Consider the new report from the engineering consultancy Parsons Brinckerhoff, which this week noted that the UK’s plan for offshore wind energy is potentially two to three times more costly than nuclear power (which itself is no bargain). And this from a company that supports offshore wind! (Onshore wind development, the report pointed out, is cost-competitive with gas, but frequently falls victim to NIMBYism … the “not in my backyard” objection.)
So nuclear’s the way to go then, right? Not without governments with very deep pockets (we’re looking at you, taxpayers). As energy analyst Richard W. Caperton points out in a new memo, “Building a nuclear reactor today will involve dealing with tremendous financial uncertainty.” In Canada, for example, the Ontario government last year ditched plans for new nuclear power after receiving just one compliant bid … for $26 billion, more than 3 1/2 times greater than earlier estimates. The US experienced similar sticker shock for a proposed two-reactor plant in Texas, where cost projections have risen from $5.4 billion to $18.2 billion.
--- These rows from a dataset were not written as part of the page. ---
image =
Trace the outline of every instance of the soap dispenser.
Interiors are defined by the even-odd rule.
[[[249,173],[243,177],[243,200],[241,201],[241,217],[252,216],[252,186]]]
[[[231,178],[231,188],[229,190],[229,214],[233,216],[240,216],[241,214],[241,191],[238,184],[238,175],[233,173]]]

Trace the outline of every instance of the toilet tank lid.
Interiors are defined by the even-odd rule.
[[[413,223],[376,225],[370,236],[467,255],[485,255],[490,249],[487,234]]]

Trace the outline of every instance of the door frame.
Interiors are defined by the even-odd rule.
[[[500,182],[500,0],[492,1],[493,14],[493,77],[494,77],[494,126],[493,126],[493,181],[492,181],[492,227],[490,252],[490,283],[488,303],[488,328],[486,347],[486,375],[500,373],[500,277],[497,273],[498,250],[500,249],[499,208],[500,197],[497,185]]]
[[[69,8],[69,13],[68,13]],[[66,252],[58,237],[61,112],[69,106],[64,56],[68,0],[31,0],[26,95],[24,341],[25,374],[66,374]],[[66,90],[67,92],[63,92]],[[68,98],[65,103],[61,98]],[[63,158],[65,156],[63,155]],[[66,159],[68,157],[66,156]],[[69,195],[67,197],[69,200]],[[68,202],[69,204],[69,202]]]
Worse yet, even with hefty, government-backed loan guarantees, few developers are jumping in to build new reactors. In the US, despite a tripling of available funds, only four candidates have come forward with proposals for new nuclear plants, and they’re an ugly field featuring “rising cost estimates, delays, flawed reactor designs and credit downgrades,” according to clean energy experts.
All right then, so let’s forget new nukes and encourage microgeneration, turning every home into its own little power station. That’s essentially what the British government hopes to do when it rolls out its new feed-in tariffs for small wind turbines and rooftop solar panels on 1 April. The scheme will pay homeowners a premium for the renewable energy they generate and feed back into the grid.
Sounds nice, but — again — there’s a price. As columnist George Monbiot points out in the Guardian, the amount of money the UK government has set aside for such homegrown clean energy equates to a cost of £430 per tonne of carbon saved. That’s one stiff pricetag.
But, wait. Aren’t we close to achieving the ultimate in clean energy technology: nuclear fusion? Yes, we’ve made some stunning advances in the lab of late, at a cost so far of £2.1 billion for the US’ National Ignition Facility and £9 billion for the ITER fusion reactor being built in France. But bringing fusion energy up to scale in a timely and commercially viable manner is an entirely different nut to crack.
As Steve Cowley, director of the fusion programme at the UK’s Atomic Energy Authority said to the BBC, “The principles are right, but there’s a lot of difference between principles and practice and that’s where we have to do our work.”
In other words, we’re not there yet.
However you look at it, it appears likely we’re going to have to spend a LOT more for energy in years to come, whether it’s increasingly difficult-to-drill planet-heating petroleum, tricky-to-complete nuclear power or intermittent sun and wind. What does that mean for industrial, globalised society as we know it? We’ll probably start finding that out in the coming decade, won’t we?